Frank Matson

Personal information
- Full name: Francis Robert Matson
- Date of birth: 21 November 1905
- Place of birth: Cardiff, Wales
- Date of death: 1985
- Height: 5 ft 8 in (1.73 m)
- Position: Outside right

Youth career
- Cardiff Corinthians

Senior career*
- Years: Team / Apps / (Gls)
- 1925–1926: Reading / 0 / (0)
- 1926–1930: Cardiff City / 27 / (3)
- 1930: Newport County / 1 / (0)
- 1930–1932: Southampton / 2 / (0)

= Frank Matson =

Welsh footballer

Francis Robert Matson (21 November 1905 – 1985) was a Welsh professional footballer who played at outside-left for various clubs in the 1920s and 1930s, spending most of his playing career with Cardiff City.

==Football career==
Matson was born in Cardiff and played his youth football with Cardiff Corinthians before joining Reading as a trainee. He then signed for Cardiff City, of the Football League First Division, in December 1926 but made only 14 appearances over the next three seasons. Following Cardiff's relegation to the Second Division in 1929, Matson was used more regularly, making 13 appearances in the league.

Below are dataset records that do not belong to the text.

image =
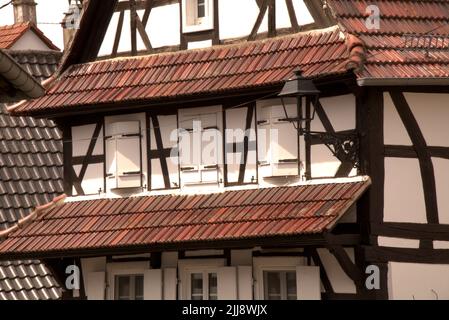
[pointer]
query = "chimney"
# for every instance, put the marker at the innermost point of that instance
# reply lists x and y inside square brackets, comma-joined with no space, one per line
[71,21]
[24,11]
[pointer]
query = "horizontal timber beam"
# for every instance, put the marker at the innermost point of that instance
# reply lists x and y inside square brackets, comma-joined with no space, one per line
[412,230]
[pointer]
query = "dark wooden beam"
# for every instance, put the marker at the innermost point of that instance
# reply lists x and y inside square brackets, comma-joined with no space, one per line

In August 1930, he was transferred to Newport County but made only one appearance before joining Southampton a few weeks later.

Matson spent two years at The Dell, spending most of his time in the reserves. His two first team appearances came in December 1931, when the club were trying to replace the injured Bert Jepson. In Jepson's absence, manager George Kay tried seven different players on the right wing, before Dick Neal was signed in February.

In the summer of 1932, Matson retired from professional football.